Fayetteville Public Library was designed by Meyer, Scherer and Rockcastle, Ltd. of Minneapolis and was opened in October 2004. The library was the first building in Arkansas to register with the U.S. Green Building Council, in June 2001, and achieved the silver LEED designation in 2006. To earn this designation the library employed many green-design techniques. The library was built a few blocks away from the Fayetteville Historic Square, making it a textbook smart growth project. During construction, any trees removed were harvested and used for furniture or donated to local parks. Throughout the project, almost 99% of the construction waste was recycled or reused. By incorporating a green roof and using alternative roofing materials, the design team reduced heat island effect by as much as 20 degrees. Water collected on the roof is reused for landscape irrigation through an underground cistern, saving about 500000 gal of water a year. The library's 10 waterless urinals served as a successful pilot project for the Arkansas Department of Health and Human Services. In 2009, the library received a grant from the City / County Management Association to install 10 kW solar panels for energy generation.

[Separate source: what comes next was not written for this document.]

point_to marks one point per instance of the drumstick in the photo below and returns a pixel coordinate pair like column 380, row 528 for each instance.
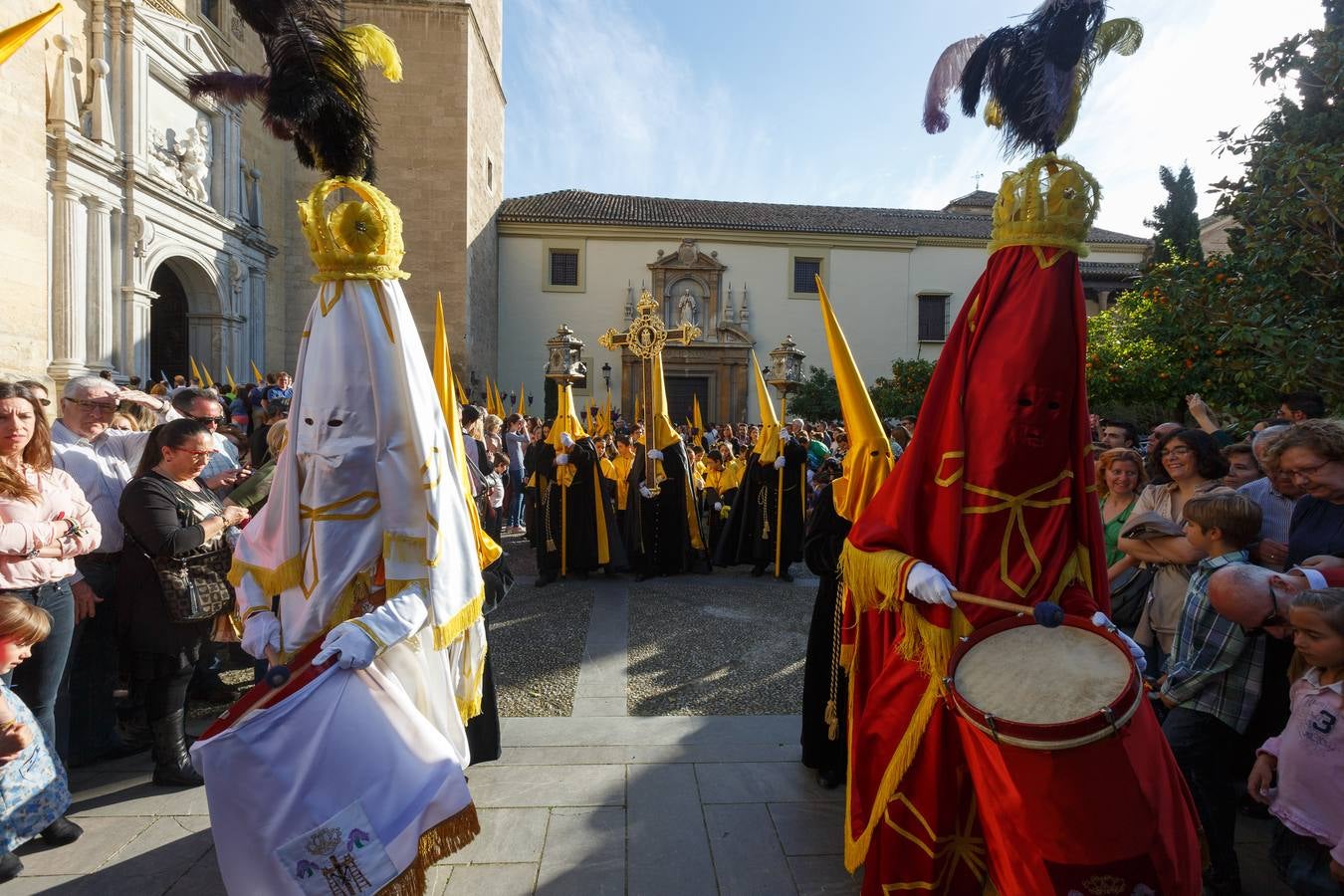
column 277, row 673
column 1045, row 614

In 2013, the Fayetteville Library Board of Directors approved a master plan recommending expansion of the Blair Library to meet the community’s library need of the future. In 2021, the expansion was complete and brought the total size of the library to 170,500 square feet. The expansion includes an event center that seats more than 700 people, an innovation center, a teaching kitchen, an art and movement room, as well as spaces for children and teenagers.